Cookies – are we asking the right questions?

Last week saw the first anniversary since the ICO decided to start enforcing the new cookie rules in the UK. If you’re reading this, you’ll almost definitely know that the law actually came into force two years ago as a result of changes to the E-Privacy Directive. The “old” rules operated on a notice and opt-out basis. Under the “new” rules, broadly speaking, notice and prior consent is required.

Ever since the law came into force, lots of questions have been asked by lots of different stakeholders. The main question I’ve been asked as a legal adviser in this area is what consent mechanism a website needs to implement to be compliant (implied consent notice, banner, pop-up etc?).
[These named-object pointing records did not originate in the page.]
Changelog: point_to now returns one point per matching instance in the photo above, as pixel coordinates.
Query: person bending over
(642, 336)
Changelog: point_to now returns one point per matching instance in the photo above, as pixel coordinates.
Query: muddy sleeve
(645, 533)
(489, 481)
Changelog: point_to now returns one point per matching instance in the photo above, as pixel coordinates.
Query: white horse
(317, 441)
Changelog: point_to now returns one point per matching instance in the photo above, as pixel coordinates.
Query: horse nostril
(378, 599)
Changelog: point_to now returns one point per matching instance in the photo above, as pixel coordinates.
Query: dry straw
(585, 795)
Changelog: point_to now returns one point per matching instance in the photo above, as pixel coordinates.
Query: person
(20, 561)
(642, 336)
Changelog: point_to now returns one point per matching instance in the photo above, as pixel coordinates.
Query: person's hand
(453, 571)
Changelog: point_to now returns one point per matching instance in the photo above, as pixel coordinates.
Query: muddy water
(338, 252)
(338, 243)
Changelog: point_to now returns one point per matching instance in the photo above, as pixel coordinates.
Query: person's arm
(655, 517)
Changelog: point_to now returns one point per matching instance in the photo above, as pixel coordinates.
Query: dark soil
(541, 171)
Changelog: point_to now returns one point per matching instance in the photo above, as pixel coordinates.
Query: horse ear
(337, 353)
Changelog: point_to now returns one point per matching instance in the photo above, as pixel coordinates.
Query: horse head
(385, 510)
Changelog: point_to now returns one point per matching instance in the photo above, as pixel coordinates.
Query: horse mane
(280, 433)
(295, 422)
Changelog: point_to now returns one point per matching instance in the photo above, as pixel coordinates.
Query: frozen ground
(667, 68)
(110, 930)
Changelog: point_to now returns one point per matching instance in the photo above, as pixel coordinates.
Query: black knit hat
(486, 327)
One of the much discussed problems with the prior consent rule is that everyone knows the average internet user does not understand and/or will not make the effort to try to understand what cookies are and how they’re used. The notion of the average internet user providing genuine, freely given, specific and above all “informed” consent in relation to cookies is therefore completely spurious.

I went to a seminar recently where Dave Evans from the ICO showed some statistics about the number of complaints the ICO had received about cookies since the rules came into force. According to the ICO, the number of complaints was very low compared to other data protection / privacy issues which they receive complaints about.

What is the point of asking how many people have complained about cookies? Does a low number of complaints indicate a successful regulatory regime or does it indicate a pointless one?  Why did the relevant people actually complain? Why did other people not complain? Is it because they don’t care about cookies? Is it because they didn’t know who to complain to? Is it because they do care about cookies but couldn’t be bothered to complain? Is it because they don’t care about cookies but enjoy complaining? Is it because they would care about cookies if they understood what the hell they were? And… so… on…

The legislation admits that prior consent is pointless for certain cookies (i.e. the ones that are strictly necessary for the site to offer a service requested by the user, such as an online shopping basket). The real target of the rules, as we have been continually told by the regulators, is online behavioural advertising (OBA).

In Opinion WP171 from June 2010, the Article 29 Working Party (an independent body made up of the various European data protection regulators) acknowledged that whilst there are “possible economic benefits to advertisers” through using OBA, these should not come at the expense of individuals’ privacy rights. “Possible economic benefits”?! Surely that’s an understatement. In any event, surely the implementation of a completely spurious notice and consent regime does nothing to safeguard individual’s privacy rights.

Omer Tene and Jules Polonetsky from the Future of Privacy Forum wrote an article last year in the Minnesota Journal of Law, Science & Technology in which they nicely summarised the regulatory conundrum we’ve found ourselves in:

By emphasizing “transparency and user consent,”… the current legal framework imposes a burden on business and users that both parties struggle to lift. Imposing this burden on users places them at an inherent disadvantage and ultimately compromises their rights. It is tantamount to imposing the burden of health care decisions on patients instead of doctors. Instead of repeatedly passing the buck to users, the debate should focus on the limits of online behavioral tracking practices by considering which activities are socially acceptable and spelling out default norms accordingly.

The purpose of OBA is to display adverts to people for products/services which they are more likely to be interested in and therefore buy. OBA and the development of real-time bidding and programmatic buying are the future (or even the present) of the internet. It seems that instead of spending all this time asking consumers to provide consent to something which they either don’t understand, don’t want to understand or don’t care about, the regulators should spend more time asking a fundamental question about what they are actually trying to regulate.

Surely attention should instead be focused on what businesses can/can’t do with people’s personal data and ensuring that online businesses do not abuse that data in a way which causes people either real distress, financial injustice or discrimination (e.g. unfairly increasing prices or denying financial services based on incorrect assumptions drawn from web browsing history). If you asked consumers whether they care about that stuff I know what their answer would be.